0001628280-26-030517
SEC filingRevenue grew 20% YoY to $282.5M, but gross margin deteriorated to -110.4% due to inventory write-downs and tariff impacts.
For Q1 2026, Lucid reported revenue of $282.5M, up 20% from $235.0M in Q1 2025. The increase was driven by the ramp-up of Lucid Gravity, which carries a higher average selling price and contributed to a favorable product mix. This was partially offset by a $31.5M decline in regulatory credit sales due to policy uncertainties. Gross loss widened to $311.7M (gross margin of -110.4%) from $228.5M (-97.2% a year ago). The deterioration reflects $237.9M in inventory write-downs (including losses from firm purchase commitments), $41.0M of incremental tariff costs, and the impact of lower regulatory credits. These were partly offset by a $53.0M IEEPA tariff refund. Operating expenses jumped 46% to $677.8M, with R&D up 34% to $335.7M, primarily for Midsize platform development, and SG&A up 43% to $304.2M from higher stock-based compensation, payroll, and facilities costs. Workforce reduction charges of $37.9M related to the 2026 Plan further pressured costs. Net loss more than doubled to $1.03B from $0.37B, driven by the wider operating loss and lower other income (including a swing in derivative fair values).
Lucid operates as a single segment; however, within revenue, vehicle sales drove the growth while regulatory credit revenue declined. The Lucid Gravity product mix improved overall ASP, but production inefficiencies and the 29-day supplier quality disruption led to higher work-in-process and finished goods inventory, straining cash flow.
Management expects capital expenditures of $1.2B to $1.4B for FY2026, supporting AMP-1 expansion, AMP-2 construction in Saudi Arabia, and retail/service network growth. Inventory write-downs are anticipated to persist in the near term as production ramps toward capacity. The company highlighted uncertainties from trade policy and tariff changes, which could further impact costs. Subsequent events include $550M Series C preferred stock issuance from Ayar, $500M DDTL borrowing, and $200M Uber private placement, bolstering liquidity. The 2026 workforce reduction plan is expected to be substantially complete by Q2 2026, incurring total charges of ~$40M. Lucid's focus remains on launching the Midsize platform and robotaxi partnership with Uber while managing cost and margin pressures.
As of March 31, 2026, Lucid held $0.700B in cash and cash equivalents, down from $0.998B at year-end 2025. Short-term investments were nil, and long-term investments (primarily Aston Martin equity) were $0.014B. Total debt stood at $2.755B, a modest increase of $0.037B from Q4 2025, driven by additional borrowings under the GIB credit facility. Stockholders' equity was negative $0.351B, reflecting accumulated deficits of $16.6B. Inventory ballooned to $1.469B, up 32% sequentially, with $237.9M in write-downs and firm purchase commitment losses during the quarter. The company's liquidity position remains reliant on related-party financing: Ayar's redeemable convertible preferred stock ($2.389B carrying value) and undrawn credit facilities (DDTL with $2.5B capacity post-subsequent events, ABL with $0.610B available). Operating cash flow was negative $1.186B for the quarter.

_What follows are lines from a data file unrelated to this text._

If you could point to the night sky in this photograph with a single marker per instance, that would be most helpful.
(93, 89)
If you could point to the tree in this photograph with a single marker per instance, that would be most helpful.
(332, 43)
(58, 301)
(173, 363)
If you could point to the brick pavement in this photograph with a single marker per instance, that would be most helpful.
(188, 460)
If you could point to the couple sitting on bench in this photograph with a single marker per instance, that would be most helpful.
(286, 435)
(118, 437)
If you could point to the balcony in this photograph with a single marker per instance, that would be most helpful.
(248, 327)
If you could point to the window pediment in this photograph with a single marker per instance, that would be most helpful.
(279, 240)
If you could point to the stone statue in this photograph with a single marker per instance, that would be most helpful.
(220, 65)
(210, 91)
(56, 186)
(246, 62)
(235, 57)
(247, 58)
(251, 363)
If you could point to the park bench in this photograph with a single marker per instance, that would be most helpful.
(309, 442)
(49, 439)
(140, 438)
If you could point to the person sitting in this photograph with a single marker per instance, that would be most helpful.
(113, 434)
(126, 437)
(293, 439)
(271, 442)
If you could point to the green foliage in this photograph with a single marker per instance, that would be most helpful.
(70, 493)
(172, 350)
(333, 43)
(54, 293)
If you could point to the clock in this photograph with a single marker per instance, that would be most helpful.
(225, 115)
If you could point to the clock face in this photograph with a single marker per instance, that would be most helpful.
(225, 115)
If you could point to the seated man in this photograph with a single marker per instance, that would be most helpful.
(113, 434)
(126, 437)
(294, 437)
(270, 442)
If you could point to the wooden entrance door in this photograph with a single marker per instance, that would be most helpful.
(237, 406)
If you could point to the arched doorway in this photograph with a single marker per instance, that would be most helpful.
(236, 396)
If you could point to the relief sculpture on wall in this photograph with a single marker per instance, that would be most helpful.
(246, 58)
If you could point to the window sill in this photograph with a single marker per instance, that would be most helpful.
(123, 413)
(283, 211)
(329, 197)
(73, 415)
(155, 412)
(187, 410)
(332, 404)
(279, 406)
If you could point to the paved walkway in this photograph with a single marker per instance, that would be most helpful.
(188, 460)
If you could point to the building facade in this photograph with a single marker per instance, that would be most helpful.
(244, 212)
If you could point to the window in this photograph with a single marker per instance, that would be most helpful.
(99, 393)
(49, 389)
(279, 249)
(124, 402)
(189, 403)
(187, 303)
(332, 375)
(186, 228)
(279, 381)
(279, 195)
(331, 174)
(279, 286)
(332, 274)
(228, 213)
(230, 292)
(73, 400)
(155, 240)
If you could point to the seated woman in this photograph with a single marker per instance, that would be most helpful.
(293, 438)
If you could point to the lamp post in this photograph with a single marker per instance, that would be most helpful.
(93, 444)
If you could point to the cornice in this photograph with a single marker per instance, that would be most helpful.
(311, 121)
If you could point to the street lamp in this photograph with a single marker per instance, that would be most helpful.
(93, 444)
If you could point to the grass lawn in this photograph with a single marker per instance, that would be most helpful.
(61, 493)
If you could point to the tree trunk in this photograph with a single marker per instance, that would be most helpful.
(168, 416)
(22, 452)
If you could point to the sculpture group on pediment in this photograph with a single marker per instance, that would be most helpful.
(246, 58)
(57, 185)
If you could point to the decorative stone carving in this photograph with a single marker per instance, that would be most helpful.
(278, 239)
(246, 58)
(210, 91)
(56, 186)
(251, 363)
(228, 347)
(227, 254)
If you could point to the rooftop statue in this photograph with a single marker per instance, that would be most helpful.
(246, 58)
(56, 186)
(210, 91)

Lucid disclosed $3.525B in total purchase commitments as of March 31, 2026. This includes $0.9B in open purchase orders for AMP-1 and AMP-2 plant and equipment, and $2.625B in long-term minimum purchase commitments for lithium-ion battery cells (timing: $0.251B within 1 year, $0.900B in years 1-3, and $1.474B beyond 3 years). Additionally, the company has $0.707B in maximum potential residual value guarantee exposure under vehicle leasing programs, and $0.170B in indemnification obligations for letters of credit and surety bonds. These commitments underscore the capital-intensive nature of EV production and the reliance on battery supply chain partnerships.
No share repurchases or dividends were executed during the quarter. Treasury stock remained unchanged at $0.021B. Debt activity was limited: net debt increased by $0.037B, primarily from additional GIB facility draws. Capital expenditures totaled $0.253B, representing 89.6% of quarterly revenue, reflecting ongoing investment in AMP-1 and AMP-2 expansion and tooling. The company continues to fund operations through related-party equity (Series A/B preferred stock sweeteners) and debt facilities, with no public equity or debt issuance in Q1 2026 (though subsequent events in April 2026 included a Series C preferred stock issuance, DDTL draw, and common stock offering).
Lucid operates as a single operating and reportable segment. No segment-level financial data (revenue, operating income, margins) is disclosed beyond the consolidated figures. Related-party transactions are concentrated in Saudi Arabia: the EV Purchase Agreement with the Government of Saudi Arabia accounted for 72.6% of accounts receivable and $38.4M in revenue in Q1 2026. Regulatory credit revenue was nil in the current quarter versus $31.5M in Q1 2025.